March 14th, 2007
|12:53 am - Answers to questions: #1|
teriel asked: What are some of your inspirations for the writing you do?
I'm widely noted for being one of the quirkier RPG authors in terms of some of my ideas. I have several sources primary sources. One is obviously borrowing bits and pieces of ideas from SF & fantasy, mostly fairly old (typically 1960s and earlier) works. In writing the material on the four directions of Creation for first edition the Exalted supplement Scavenger Sons, I specifically and deliberately borrowed and blended together fragments of ideas from a wide variety of 1950s-70s SF (no fantasy, just SF), some of the more obvious sources for that are Andre Norton's Judgment on Janus, Poul Anderson's The Night Face, and Ursula LeGuin's The Left Hand of Darkness. Similarly, I wrote a whole lot of magic items for the upcoming D&D 3.5 book The Magic Item Compendium. One of the most interesting types of items are sets of magic items that are all related and have powers that increase if used together. So, I modeled several on superheroes from comics – so there are sets modeled loosely on both Hawkman and the Flash. Similarly, I recently wrote a section of a book dealing with a magical realm that was effectively humanity's collective unconscious. In coming up with examples of portions of this realm, one of the ones I used was about dreams of Mars – I included everything from a realistic Mars to the Mars of Barsoom and similar planetary adventure novels.

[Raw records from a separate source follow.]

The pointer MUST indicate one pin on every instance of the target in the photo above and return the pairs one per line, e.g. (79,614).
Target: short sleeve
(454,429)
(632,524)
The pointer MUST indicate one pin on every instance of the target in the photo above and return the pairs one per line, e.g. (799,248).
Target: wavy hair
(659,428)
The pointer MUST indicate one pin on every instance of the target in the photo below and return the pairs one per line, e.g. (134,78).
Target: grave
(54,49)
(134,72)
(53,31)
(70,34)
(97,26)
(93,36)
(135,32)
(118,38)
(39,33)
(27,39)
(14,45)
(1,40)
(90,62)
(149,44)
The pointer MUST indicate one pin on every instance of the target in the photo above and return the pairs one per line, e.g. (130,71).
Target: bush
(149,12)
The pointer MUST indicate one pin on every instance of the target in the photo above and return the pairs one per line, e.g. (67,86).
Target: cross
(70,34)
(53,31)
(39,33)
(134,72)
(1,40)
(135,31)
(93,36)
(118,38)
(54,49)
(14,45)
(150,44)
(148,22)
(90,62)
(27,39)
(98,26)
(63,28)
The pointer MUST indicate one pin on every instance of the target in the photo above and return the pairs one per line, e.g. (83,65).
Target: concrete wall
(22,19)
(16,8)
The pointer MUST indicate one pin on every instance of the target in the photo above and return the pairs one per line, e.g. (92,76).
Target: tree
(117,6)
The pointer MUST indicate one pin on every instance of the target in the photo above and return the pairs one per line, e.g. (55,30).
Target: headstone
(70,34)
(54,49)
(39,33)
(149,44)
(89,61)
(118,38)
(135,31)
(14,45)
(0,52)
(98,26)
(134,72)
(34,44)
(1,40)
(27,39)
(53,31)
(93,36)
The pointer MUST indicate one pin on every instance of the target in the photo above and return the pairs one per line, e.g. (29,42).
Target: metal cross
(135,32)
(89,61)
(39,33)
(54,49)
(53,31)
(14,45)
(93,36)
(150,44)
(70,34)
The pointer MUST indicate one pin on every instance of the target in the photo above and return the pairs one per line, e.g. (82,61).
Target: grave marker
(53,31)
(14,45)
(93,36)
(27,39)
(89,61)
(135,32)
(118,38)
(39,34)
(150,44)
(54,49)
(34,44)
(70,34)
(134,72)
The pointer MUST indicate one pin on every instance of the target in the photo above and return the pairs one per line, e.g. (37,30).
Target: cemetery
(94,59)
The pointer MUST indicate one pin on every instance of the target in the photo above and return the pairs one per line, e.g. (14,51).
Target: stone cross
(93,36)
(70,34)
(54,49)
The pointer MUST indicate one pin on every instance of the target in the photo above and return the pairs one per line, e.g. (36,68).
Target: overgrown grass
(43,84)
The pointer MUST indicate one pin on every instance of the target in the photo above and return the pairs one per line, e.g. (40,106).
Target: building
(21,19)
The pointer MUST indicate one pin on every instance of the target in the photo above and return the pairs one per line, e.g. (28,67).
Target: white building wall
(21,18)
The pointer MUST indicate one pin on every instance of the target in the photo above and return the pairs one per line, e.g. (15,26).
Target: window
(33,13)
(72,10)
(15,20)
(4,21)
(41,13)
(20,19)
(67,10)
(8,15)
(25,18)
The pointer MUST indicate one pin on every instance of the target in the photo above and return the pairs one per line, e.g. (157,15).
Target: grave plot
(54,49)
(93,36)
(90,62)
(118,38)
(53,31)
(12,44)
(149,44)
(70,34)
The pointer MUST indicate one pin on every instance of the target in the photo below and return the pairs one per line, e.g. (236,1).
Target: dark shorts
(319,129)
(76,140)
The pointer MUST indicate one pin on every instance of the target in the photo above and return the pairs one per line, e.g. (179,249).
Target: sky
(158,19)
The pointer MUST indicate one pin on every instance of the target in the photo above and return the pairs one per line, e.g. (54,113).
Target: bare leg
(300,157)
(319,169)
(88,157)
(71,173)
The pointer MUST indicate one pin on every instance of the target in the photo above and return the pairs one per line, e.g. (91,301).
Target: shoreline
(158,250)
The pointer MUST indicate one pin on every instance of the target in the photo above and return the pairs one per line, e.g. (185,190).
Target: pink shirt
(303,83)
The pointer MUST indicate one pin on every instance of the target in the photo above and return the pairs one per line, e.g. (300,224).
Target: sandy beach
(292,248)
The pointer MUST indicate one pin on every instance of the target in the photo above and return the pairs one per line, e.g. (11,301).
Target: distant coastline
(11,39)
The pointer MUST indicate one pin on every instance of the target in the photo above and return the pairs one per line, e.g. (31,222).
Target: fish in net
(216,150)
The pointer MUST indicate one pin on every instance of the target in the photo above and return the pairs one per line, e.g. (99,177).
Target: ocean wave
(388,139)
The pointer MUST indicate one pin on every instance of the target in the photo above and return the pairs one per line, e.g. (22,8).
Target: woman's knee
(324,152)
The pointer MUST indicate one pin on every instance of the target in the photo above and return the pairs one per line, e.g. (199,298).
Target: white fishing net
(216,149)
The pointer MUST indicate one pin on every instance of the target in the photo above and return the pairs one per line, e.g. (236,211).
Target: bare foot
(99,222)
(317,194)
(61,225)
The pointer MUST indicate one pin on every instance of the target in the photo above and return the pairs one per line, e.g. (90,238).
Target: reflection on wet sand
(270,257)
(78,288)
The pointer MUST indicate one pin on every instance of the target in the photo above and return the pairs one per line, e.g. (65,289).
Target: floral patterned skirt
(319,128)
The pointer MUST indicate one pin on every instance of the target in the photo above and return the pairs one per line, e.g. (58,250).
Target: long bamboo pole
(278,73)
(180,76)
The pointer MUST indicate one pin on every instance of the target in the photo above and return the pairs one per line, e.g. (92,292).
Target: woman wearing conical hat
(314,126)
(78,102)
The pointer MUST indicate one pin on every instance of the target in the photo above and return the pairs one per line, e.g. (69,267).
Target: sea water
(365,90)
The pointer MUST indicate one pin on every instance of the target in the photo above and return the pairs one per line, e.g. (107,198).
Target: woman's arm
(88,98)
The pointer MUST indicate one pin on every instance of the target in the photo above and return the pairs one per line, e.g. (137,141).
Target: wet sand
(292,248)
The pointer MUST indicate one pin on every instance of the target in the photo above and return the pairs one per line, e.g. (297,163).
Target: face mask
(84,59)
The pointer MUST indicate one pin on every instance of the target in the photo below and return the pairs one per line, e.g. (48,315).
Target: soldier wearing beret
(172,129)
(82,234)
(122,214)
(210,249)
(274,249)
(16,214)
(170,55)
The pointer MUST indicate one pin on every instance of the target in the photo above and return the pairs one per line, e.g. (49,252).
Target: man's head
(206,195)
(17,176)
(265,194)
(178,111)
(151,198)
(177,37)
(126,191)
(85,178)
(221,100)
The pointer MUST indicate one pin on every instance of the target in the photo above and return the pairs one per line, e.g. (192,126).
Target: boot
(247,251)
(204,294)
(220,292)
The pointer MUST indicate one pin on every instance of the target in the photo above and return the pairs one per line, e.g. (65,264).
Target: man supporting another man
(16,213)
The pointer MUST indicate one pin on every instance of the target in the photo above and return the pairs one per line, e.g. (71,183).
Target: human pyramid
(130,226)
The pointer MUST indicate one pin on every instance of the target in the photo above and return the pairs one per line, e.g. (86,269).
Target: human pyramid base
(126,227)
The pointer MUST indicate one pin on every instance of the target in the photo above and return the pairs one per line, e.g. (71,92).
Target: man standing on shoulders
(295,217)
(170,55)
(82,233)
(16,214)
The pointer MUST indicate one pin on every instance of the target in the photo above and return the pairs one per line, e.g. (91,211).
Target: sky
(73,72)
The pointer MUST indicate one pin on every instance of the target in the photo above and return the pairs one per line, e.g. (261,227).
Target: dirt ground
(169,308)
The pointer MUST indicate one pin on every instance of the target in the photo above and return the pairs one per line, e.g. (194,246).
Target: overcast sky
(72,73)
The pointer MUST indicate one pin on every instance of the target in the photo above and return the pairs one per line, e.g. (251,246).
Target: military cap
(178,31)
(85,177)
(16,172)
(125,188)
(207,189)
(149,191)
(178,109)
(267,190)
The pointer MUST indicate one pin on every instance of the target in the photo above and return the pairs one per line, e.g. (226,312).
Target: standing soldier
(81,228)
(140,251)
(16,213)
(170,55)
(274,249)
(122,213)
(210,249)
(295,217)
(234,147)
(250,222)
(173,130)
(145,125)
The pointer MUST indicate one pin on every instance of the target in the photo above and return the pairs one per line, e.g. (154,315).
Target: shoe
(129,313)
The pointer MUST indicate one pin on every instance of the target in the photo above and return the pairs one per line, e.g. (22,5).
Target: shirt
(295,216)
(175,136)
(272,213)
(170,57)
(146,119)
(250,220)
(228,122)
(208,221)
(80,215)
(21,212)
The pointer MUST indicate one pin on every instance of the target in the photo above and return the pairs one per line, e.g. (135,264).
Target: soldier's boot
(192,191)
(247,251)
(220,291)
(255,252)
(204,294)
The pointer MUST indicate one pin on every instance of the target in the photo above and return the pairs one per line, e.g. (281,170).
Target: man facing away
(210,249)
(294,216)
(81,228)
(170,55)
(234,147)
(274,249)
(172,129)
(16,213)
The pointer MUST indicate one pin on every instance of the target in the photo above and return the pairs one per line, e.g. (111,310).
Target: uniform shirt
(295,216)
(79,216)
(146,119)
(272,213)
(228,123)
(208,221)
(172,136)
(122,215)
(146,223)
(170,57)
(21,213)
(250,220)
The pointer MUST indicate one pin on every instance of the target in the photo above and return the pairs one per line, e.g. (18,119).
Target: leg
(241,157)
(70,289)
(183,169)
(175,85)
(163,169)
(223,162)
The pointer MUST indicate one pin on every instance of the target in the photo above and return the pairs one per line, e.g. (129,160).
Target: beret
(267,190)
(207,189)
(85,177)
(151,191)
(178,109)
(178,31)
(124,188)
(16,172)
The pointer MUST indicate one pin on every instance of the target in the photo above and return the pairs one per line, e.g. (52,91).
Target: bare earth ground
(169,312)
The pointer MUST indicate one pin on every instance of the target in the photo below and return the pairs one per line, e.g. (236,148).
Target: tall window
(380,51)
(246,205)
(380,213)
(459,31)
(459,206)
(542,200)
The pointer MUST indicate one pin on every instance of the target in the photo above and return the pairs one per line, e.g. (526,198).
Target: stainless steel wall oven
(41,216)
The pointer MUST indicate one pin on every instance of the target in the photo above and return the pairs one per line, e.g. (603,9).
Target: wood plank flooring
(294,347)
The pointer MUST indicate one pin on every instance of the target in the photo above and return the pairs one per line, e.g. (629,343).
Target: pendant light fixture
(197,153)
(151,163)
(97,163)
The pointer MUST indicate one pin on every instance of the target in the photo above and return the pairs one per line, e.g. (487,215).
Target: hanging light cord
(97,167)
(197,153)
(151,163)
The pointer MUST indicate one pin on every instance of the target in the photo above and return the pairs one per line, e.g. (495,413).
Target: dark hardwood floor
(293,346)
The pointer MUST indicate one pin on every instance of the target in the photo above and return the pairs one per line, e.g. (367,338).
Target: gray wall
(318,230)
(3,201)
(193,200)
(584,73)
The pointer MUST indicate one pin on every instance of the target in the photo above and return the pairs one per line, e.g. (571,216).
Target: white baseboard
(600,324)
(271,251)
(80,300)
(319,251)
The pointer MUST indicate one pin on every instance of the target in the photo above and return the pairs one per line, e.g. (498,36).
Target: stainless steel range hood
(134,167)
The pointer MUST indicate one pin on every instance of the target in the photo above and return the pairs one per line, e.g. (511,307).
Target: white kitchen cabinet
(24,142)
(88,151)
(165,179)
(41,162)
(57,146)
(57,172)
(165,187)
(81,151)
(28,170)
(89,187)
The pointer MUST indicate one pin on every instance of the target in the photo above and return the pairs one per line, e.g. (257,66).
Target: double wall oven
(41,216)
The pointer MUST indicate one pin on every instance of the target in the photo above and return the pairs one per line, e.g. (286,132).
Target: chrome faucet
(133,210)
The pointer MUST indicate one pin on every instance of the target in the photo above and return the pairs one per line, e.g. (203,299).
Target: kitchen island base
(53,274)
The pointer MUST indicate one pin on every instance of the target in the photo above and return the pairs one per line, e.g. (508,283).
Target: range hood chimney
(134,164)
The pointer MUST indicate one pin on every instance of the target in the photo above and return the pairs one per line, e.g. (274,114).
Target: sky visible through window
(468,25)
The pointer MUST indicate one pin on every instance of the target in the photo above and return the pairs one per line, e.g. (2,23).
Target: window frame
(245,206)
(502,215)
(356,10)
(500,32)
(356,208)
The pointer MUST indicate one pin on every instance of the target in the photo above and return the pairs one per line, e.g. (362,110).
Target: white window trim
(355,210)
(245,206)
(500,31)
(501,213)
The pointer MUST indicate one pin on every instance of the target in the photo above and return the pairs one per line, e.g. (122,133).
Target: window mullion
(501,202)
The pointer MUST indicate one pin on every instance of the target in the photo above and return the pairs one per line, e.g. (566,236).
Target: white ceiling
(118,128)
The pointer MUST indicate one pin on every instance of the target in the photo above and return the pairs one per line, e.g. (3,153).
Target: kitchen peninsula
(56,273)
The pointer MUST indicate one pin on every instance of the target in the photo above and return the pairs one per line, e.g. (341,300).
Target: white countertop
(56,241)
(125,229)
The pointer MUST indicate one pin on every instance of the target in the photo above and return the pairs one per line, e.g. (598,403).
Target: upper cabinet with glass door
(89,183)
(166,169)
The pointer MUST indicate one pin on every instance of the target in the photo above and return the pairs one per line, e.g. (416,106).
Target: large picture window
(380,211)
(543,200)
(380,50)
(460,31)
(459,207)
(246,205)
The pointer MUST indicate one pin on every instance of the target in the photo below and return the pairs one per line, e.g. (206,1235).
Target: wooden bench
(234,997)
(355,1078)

That covers perhaps 40% of my ideas. For the rest, I often take single ideas and run with them – what would the section of humanity's collective unconscious that was about cities actually look like, what would a world that the setting of The Matrix be like if it was semi-utopian rather than a dystopia. In project for the SF RPG Traveller, I decided to give a planet rocket-shaped starships that looked like starships from 1950s & 60s space opera, because the planet had been colonized by people from Earth and making starships in the images of the earliest ideas of such vessels was part of an on-going cultural revival, and for a project about the planet Vulcan for the Star Trek RPG, I thought about Stone of Gol (from the TNG episode Gambit), and decided that it obviously wasn't the only example of that sort of psionic tech the Vulcans had developed, and decided to work out what else they might have created. For the rest, they quite literally simply come to me, my brain throws out ideas, and I take the ones I like and work with them.
On a related note, I often hear amateur RPG and fiction authors talk about how rare and precious ideas are and how they worry someone might steal them. My reaction is a mixture of laughter and pity. Ideas are cheap & easy, anyone who thinks otherwise is either unimaginative or assumes that everyone else is. Coming up with ideas is exceptionally easy. The hard part is always the craft of writing – turning ideas into coherent text (and if necessary rules) that say and do what I want them to. Coming up with the ideas for a 30,000 word projects is easy, actually writing 30,000 words based on these ideas that are interesting and worth reading is where the work comes in. As a result, I have far more respect for the craft of writing than for coming up with the initial ideas.
On an unrelated note, the pictures for my answer to the other question I was asked will be posted soon.
Current Mood: busy
You and Neil Gaiman both clearly feel the same way about idea - he mentions people offering him ideas as if they were gold dust and being astonished that he has enough ideas to last him a lifetime, it's the time to write them all well that he lacks.
Coming up with the ideas for a 30,000 word projects is easy, actually writing 30,000 words based on these ideas that are interesting and worth reading is where the work comes in. As a result, I have far more respect for the craft of writing than for coming up with the initial ideas.
Amen to this. I've noticed that it's the resolution to a story that so many authors have trouble with. Coming up with the "set-up" for a story is easy, a satisfying ending is hard. Philip Jose Farmer is my main example of this.
|Date:||March 14th, 2007 06:57 pm (UTC)|| |
The hardest part for me isn't developing ideas, but instead is the act of writing that first draft and fiddling with the words. Revisions are easier, but still have their own challenges.
Most definitely. Revisions range from easy to tedious, but are rarely actually hard. First drafts can easily be hard.